Microsoft and Yahoo were pushed to the brink of a multibillion-dollar marriage and then to a sudden breakup this weekend by the same player.
It was Google, in the odd dual role of both unwitting matchmaker and self-interested spoiler.
Google’s phenomenal rise, after all, prodded Microsoft, the dominant technology company for more than two decades, to court Yahoo. And Google’s success also weakened Yahoo enough to give Microsoft the sense that it could buy the company at a good price.
A combined Microsoft-Yahoo would create a powerful competitor, and Google early on indicated that it would fight the merger on antitrust grounds in Washington and Brussels.
But Google played a part in killing the deal, for now at least, by acting more as friend than foe. It offered to let Yahoo use its more sophisticated search advertising technology, which by some estimates would have meant $1 billion in additional cash flow a year for Yahoo. The partnership would also bring Google more revenue.

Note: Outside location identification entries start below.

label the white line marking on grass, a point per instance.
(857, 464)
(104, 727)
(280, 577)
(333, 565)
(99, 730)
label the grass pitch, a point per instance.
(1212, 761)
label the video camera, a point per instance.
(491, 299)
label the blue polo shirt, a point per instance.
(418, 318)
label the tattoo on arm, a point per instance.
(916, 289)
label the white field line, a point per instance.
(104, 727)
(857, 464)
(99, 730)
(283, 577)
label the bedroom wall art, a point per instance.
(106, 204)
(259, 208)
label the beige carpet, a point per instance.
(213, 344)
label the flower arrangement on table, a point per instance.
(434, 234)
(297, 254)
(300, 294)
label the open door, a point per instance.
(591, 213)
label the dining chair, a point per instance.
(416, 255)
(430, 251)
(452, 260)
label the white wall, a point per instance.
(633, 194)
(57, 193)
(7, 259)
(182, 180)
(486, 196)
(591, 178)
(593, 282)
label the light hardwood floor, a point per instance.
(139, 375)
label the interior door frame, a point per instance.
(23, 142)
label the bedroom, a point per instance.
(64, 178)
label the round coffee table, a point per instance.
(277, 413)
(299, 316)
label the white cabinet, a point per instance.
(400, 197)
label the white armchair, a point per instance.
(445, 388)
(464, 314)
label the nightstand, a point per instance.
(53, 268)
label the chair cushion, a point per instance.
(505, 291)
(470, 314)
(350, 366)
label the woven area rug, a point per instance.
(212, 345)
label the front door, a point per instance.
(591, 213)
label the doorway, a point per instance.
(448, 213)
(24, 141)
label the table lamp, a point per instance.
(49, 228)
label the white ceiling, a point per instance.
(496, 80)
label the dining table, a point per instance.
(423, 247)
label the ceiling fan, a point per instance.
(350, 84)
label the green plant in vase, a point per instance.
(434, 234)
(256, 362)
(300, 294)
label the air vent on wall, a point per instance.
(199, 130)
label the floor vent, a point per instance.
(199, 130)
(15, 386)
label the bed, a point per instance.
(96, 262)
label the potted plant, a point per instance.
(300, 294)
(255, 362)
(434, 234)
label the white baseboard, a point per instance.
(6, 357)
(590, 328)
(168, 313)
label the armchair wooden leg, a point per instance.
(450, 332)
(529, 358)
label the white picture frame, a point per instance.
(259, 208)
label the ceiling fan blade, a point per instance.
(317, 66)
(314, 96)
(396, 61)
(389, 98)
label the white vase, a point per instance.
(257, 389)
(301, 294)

The prospect of such a partnership emboldened Yahoo’s board to demand more money for the company and eventually caused Microsoft to rethink its strategy.
Steven A. Ballmer, Microsoft’s chief executive, cited the proposed Google partnership as the main reason for not pursuing a hostile bid and instead walking away on Saturday.
“Such an arrangement with the dominant search provider would make an acquisition of Yahoo undesirable to us,” he wrote Jerry Yang, Yahoo’s chief executive, in a letter, and cited five specific reasons Google would be bad for Yahoo.
Yahoo may well pursue the partnerships with Google, its main rival, to bolster its depressed stock price. Yahoo shares dropped 15 percent, or $4.30 Monday, to $24.37. The two companies refused to comment.
Not surprisingly, analysts are saying the Microsoft-Yahoo story has one clear winner: Google. And its stock price reflected that thinking Monday. More than $4 billion was added to Google’s value as the stock price rose 2.34 percent.
Not yet 10 years old, Google has emerged as a powerhouse that is wielding tremendous power in the world of technology and beyond. It was able to influence a government auction of broadcast spectrum. It nudged several cellphone companies into opening up their networks to the phones of rivals.
Its influence is all the more surprising, because its economic power is still derived largely from a single, seemingly prosaic business: the ability to place interesting text advertisements in front of people when they do searches. Advertisers pay for those ads — sometimes $1 or less — only when users click on them. In a sense, Google has built a highly profitable $16.6 billion empire a dollar at a time.
“They are the company that is going to have more influence and more control over the structure of the world information industry than any other,” said David B. Yoffie, a professor at the Harvard Business School. “The right way to think about Google is they are the next Microsoft.”
The mission set by Google’s two founders, Larry Page and Sergey Brin, to organize all the world’s information and make it universally accessible and useful is every bit as ambitious as Microsoft’s goal, in the early 1980s, to put a PC on every desk and in every home, said Tim O’Reilly, chief executive of O’Reilly Media.
“Microsoft succeeded,” said Mr. O’Reilly, producer of the Web 2.0 Summit, a high-profile industry conference. “Now Google has an incredibly audacious goal. Great companies do come from big ideas and people who are willing to go after really big ideas.”
It is the combination of Google’s economic power and its unbounded ambition that strikes fear in industry leaders in the world of technology, and beyond, in advertising, media and telecommunications. In part that is because Google wields power more subtly, and perhaps more effectively, than other big companies ever have.
For instance, this year Google rattled some of the biggest players in the telecommunications industry. The company played an important role in persuading the Federal Communications Commission to impose “open access” conditions on an auction for a portion of the nation’s airwaves. The conditions require that any network using those airwaves allow any phone and any software to run on it. Such a rule breaks the established business model of the cellphone industry, where carriers have significant control over what phones their customers can use.
Google backed its lobbying for the conditions with the promise to bid at least $4.6 billion, the minimum price set by regulators for the spectrum. Google then bid that amount, not with the intention of winning, but simply to force the open-access conditions. Verizon Wireless ultimately won rights to the spectrum.
“They just wanted to saddle a potential competitor with those obligations,” said Scott Cleland, a telecommunications analyst and frequent Google critic.